Download the full list of MIPS 2020 quality measures from Able Health™. After downloading the list, you can filter by specialty-measure set, submission method, measure steward, measure type, and more (figure 1).
Not familiar with specialty-measure sets, measure stewards, and measure types? Keep reading and learn everything you need to know.
Specialty measure sets categorize the 219 MIPS quality measures in 2020 by specialty. Specialty measure sets include measures that relate to a clinician’s expertise and regular practice. Some specialty measure sets include more measures than others (figure 2).

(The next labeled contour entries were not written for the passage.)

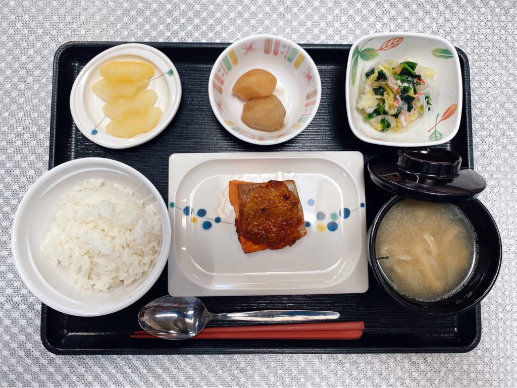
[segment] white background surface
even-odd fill
[[[2,2],[0,385],[517,384],[516,2],[233,3]],[[476,349],[462,354],[57,356],[43,348],[40,304],[16,271],[10,236],[20,198],[47,169],[52,58],[60,44],[231,42],[254,33],[351,43],[393,30],[443,37],[470,61],[475,163],[488,182],[480,199],[496,219],[504,249],[499,279],[482,303]]]

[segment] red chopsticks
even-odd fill
[[[317,323],[224,326],[205,328],[198,339],[357,339],[362,335],[364,322],[329,322]],[[131,338],[156,338],[139,331]]]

Measures in a specialty measure set are relevant, but not unique, to that specialty. For example, the specialty set for orthopedic surgery includes Measure 130: Documentation of Current Medications in the Medical Record. Measure 130 is relevant, but not unique to orthopedic surgery.

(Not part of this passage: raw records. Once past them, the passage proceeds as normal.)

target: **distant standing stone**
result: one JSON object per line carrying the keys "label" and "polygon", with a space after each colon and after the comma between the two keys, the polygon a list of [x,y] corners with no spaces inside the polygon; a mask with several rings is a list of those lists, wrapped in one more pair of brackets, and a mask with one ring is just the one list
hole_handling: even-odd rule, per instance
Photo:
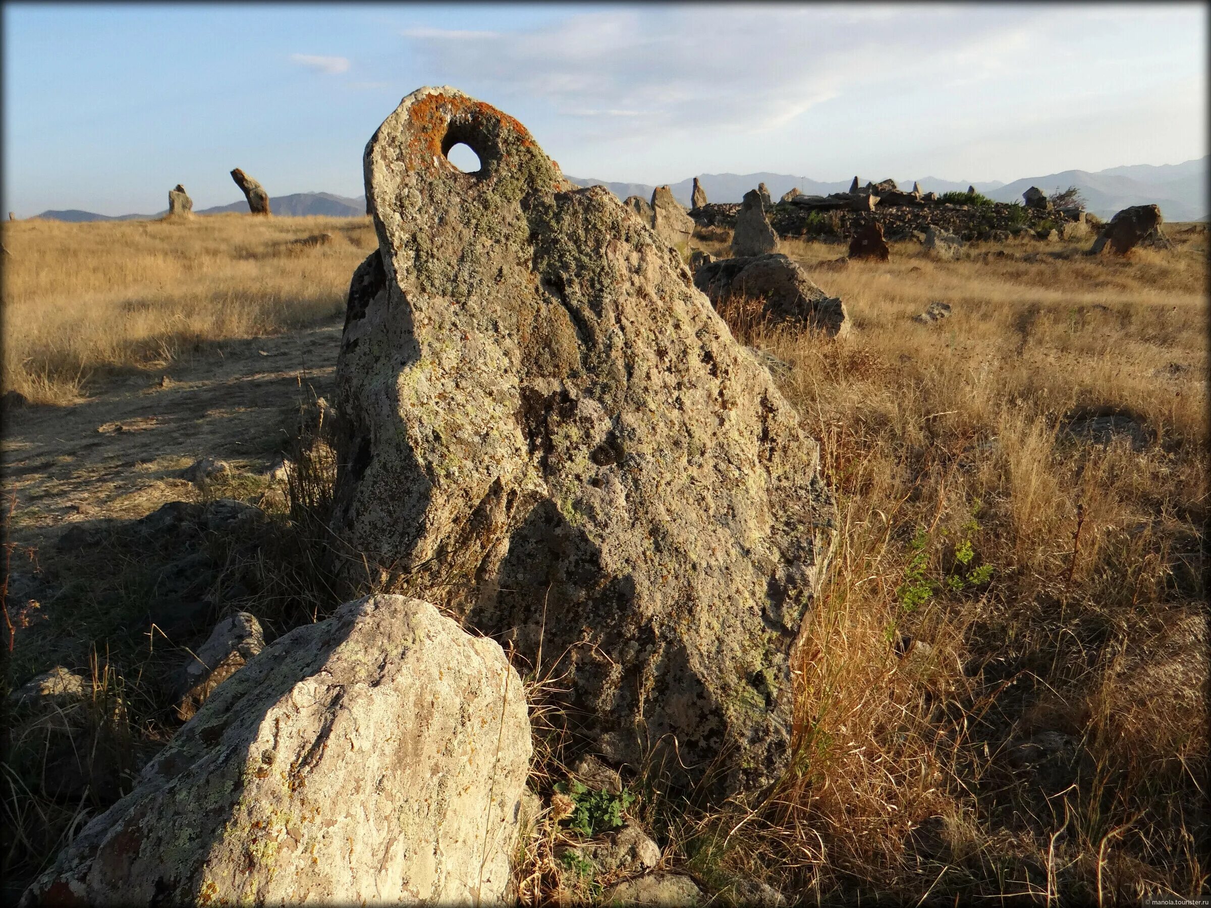
{"label": "distant standing stone", "polygon": [[883,239],[883,225],[879,222],[867,220],[854,232],[854,239],[849,241],[849,257],[878,262],[886,262],[890,258],[888,243]]}
{"label": "distant standing stone", "polygon": [[176,189],[168,190],[168,217],[189,218],[194,214],[194,200],[185,192],[185,188],[177,184]]}
{"label": "distant standing stone", "polygon": [[240,186],[243,197],[248,200],[248,211],[253,214],[269,214],[269,192],[257,180],[236,167],[231,171],[231,179]]}
{"label": "distant standing stone", "polygon": [[668,186],[656,186],[652,192],[652,228],[670,246],[689,242],[694,235],[694,219],[673,199]]}
{"label": "distant standing stone", "polygon": [[[764,186],[765,184],[762,183]],[[769,225],[765,208],[762,205],[759,189],[745,192],[745,201],[736,214],[736,230],[731,235],[733,255],[764,255],[777,252],[777,234]]]}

While specialty measure sets help you find measures relevant to your specialty, know that your best measure(s) may be outside of your specialty measure set. You are not limited to the measures in your specialty set. And your highest performance might be in a measure not in your measure set.
MIPS participants report MIPS quality measures using submission methods. MIPS offers four submission methods for MIPS quality measures: claims, EHR, registry, and the CMS Web Interface. No submission method can report all 219 MIPS quality measures. However, you should know that some submission methods offer more measures than others. Registry submission can report the most measures, often including 100 percent of measures in a specialty measure set. Here’s a comparison of measures counts for each submission method (figure 3).
You’ll find this same discrepancy in each specialty measure set. Your submission method may or may not include all the specialty-specific measures your physicians prefer. Below is a snapshot of the discrepancy across specialty measure sets (figure 4).
Different submission methods offer different measure counts for each submission method. For example, the gastroenterology specialty measure set includes 15 total measures. Within that set, EHR submission includes five of 15 measures. And registry submission includes all 15 measures–10 extra measures. Gastroenterologists submitting through a registry can report those extra measures. However, gastroenterologists reporting with an EHR cannot submit those 10 extra measures. Those extra registry measures are unique to gastroenterology, making them preferable to gastroenterologists in most cases.
The extra measures offered by registry submission are normally specialty-specific measures. And that’s how submission methods may include or exclude specialty-specific measures your physicians prefer.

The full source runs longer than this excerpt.